The New York Times has started a fight and if we know Sydney well – and we think we do – we reckon you’d like us to go on the record and say, “Cease and desist big-time newspaper.”
It published a story yesterday entitled “The Aperol Spritz Is Not a Good Drink”. “The Aperol spritz isn’t actually good,” wrote Rebekah Peppler. “Served in branded, jumbo wine glasses, the sugary aperitif is paired with low-quality prosecco, soda water and an outsize orange slice, resulting in something that drinks like a Capri Sun after soccer practice on a hot day. Not in a good way.”
New York magazine’s Grub Street followed shortly after with a refutation: “Entire Internet Agrees Aperol Spritz Is, in Fact, Good.”
And while we agree there are some equally amazing spritzes that are overlooked and often overshadowed by the ideal pre-meal cocktail – and you can absolutely find some badly made spritzes across town – the Aperol spritz is by no means bad and we think this simple fact renders Peppler’s argument void.
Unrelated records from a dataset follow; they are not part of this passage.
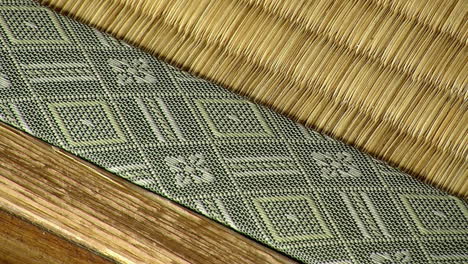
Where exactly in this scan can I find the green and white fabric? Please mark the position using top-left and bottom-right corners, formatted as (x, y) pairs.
(0, 0), (468, 264)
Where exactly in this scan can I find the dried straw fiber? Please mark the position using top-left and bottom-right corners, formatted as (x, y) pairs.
(40, 0), (468, 196)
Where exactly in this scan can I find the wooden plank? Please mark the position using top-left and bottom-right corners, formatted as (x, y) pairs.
(0, 210), (114, 264)
(0, 124), (294, 264)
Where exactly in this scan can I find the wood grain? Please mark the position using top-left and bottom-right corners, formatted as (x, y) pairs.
(0, 123), (294, 264)
(0, 210), (114, 264)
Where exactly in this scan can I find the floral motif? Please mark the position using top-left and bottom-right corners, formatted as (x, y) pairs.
(312, 152), (361, 179)
(109, 59), (156, 85)
(165, 154), (214, 187)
We acknowledge Aperol isn’t the most complex of the Italian bitter spirits, but its low alcohol content (11 per cent) and restrained bitterness make it easy to drink, especially if the sun is shining. The trick is to always use quality prosecco when making it, to balance the saccharine amaro. As Saveur’s Carey Jones argues, “It’s a great gateway aperitivo.”
There are actual stats to back up the claim that lots of people love it. According to Drinks International, a global drinks journal launched in 1972, the effervescent neon-orange cocktail – made with the slightly bitter Aperol, prosecco, a splash of soda, ice and an orange garnish – is the ninth best-selling classic cocktail in its annual list based on votes from bars around the globe. (Number one was the Old Fashioned; Negroni number two).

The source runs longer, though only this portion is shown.